Yet a closer look at the whooping cough vaccine scare reveals striking similarities with the MMR controversy, but also crucial differences that illuminate the specific character of the current crisis.

Comparing and contrasting the whooping cough and MMR scares

In March 1974, consultant paediatric neurologist Dr John Wilson published a study of 36 cases of children who had been admitted to Great Ormond Street Children’s Hospital in London, over a period of 11 years, with ‘neurological complications’ following immunisation against whooping cough (pertussis) (4).

They had usually received this in the combined form of the triple vaccination against diphtheria, tetanus and pertussis (DTP). Though Dr Wilson insisted that his conclusions were ‘tentative’ and his study merely ‘hypothesis-generating’, it was widely interpreted as showing that whooping cough immunisation caused brain damage. An Association of Parents of Vaccine-Damaged Children was formed and some 200 families were soon pursuing compensation claims against vaccine manufacturers, the government and family GPs. By 1976, vaccine uptake had dropped from 80 per cent to 30 per cent.

The campaign against the whooping cough vaccine appeared to be at least partially vindicated by the publication in 1981 of the preliminary results of the National Childhood Encephalopathy Study (5). This report concluded that the whooping cough vaccine had, in a small number of cases, caused permanent brain damage: it estimated a risk of 1 in 310,000, a figure that was accepted – and widely quoted – by vaccination authorities in Britain and around the world. Here matters stood until the claims for compensation came to court.

In a trial lasting four months, the court heard 19 expert witnesses as Lord Justice Stuart-Smith subjected the case against whooping cough vaccine to the most rigorous scrutiny: his judgment ran to 100,000 words and took two days to read (6).
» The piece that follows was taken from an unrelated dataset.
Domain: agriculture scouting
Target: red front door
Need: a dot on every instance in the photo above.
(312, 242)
After insisting on reviewing the raw data of the National Childhood Encephalopathy Survey, Stuart-Smith exposed a range of biases and errors that resulted in the conclusion of the preliminary report that the vaccine (rarely) caused brain damage. He found ‘no evidence of permanent brain damage’ and concluded that the widely quoted risk of 1 in 310,000, ‘cannot be supported’ and that ‘any substituted figure would be so enormous as to be meaningless’ (7). He also found that there was no conclusive evidence supporting any of the proposed mechanisms through which the vaccine was supposed to cause brain damage.

The judgment was highly critical of Dr Wilson (he was ‘so completely committed to the view that the vaccine could cause brain damage that he was reluctant to re-examine evidence’) and of other expert witnesses supporting the plaintiff’s case against the vaccine. (A review of Wilson’s original 36 cases revealed that in only 12 was there a close temporal association between the vaccine and manifestations of brain damage – most commonly epileptic fits. In the notorious case of twin girls, who were included in the 36 but had subsequently died of a rare genetic disorder, it was discovered that they had never received the whooping cough vaccine.) Noting the persistent tendency of critics of the vaccine to present the temporal association of vaccination and neurological events as evidence of causation, he quoted Dr Johnson: ‘It is incident I am afraid, in physicians above all men, to mistake subsequences for consequences.’

This is how Stuart-Smith concluded his classic judgment: ‘When I embarked on consideration of the preliminary issue, I was impressed by the case reports and what was evidently a widely held belief that the vaccine could, albeit rarely, cause permanent brain damage. I was ready to accept that this belief was well founded. But over the weeks that I have listened to and examined the evidence and arguments I have become more and more doubtful that this is so. I have now come to the clear conclusion that the Plaintiff fails to satisfy me on the balance of probability that pertussis vaccine can cause permanent brain damage in young children. It is possible that it does; the contrary cannot be proved. But in the result the Plaintiff’s claim must fall.’ (8)

Subsequent follow-up reports on the cases included in the National Childhood Encephalopathy Study and authoritative reviews have provided further epidemiological support for this legal judgment (9).

While controversy raged over the vaccine, whooping cough returned: epidemics between 1977 and 1979 resulted in 27 deaths and 17 cases of permanent brain damage. There was disagreement over whether the vaccine caused brain damage rarely or not at all: there could be no dispute that whooping cough caused both damage and death on a substantial scale (10). By 1988, the total number of deaths resulting from more than 300,000 notified cases of whooping cough was estimated as ‘at least 70’ (11).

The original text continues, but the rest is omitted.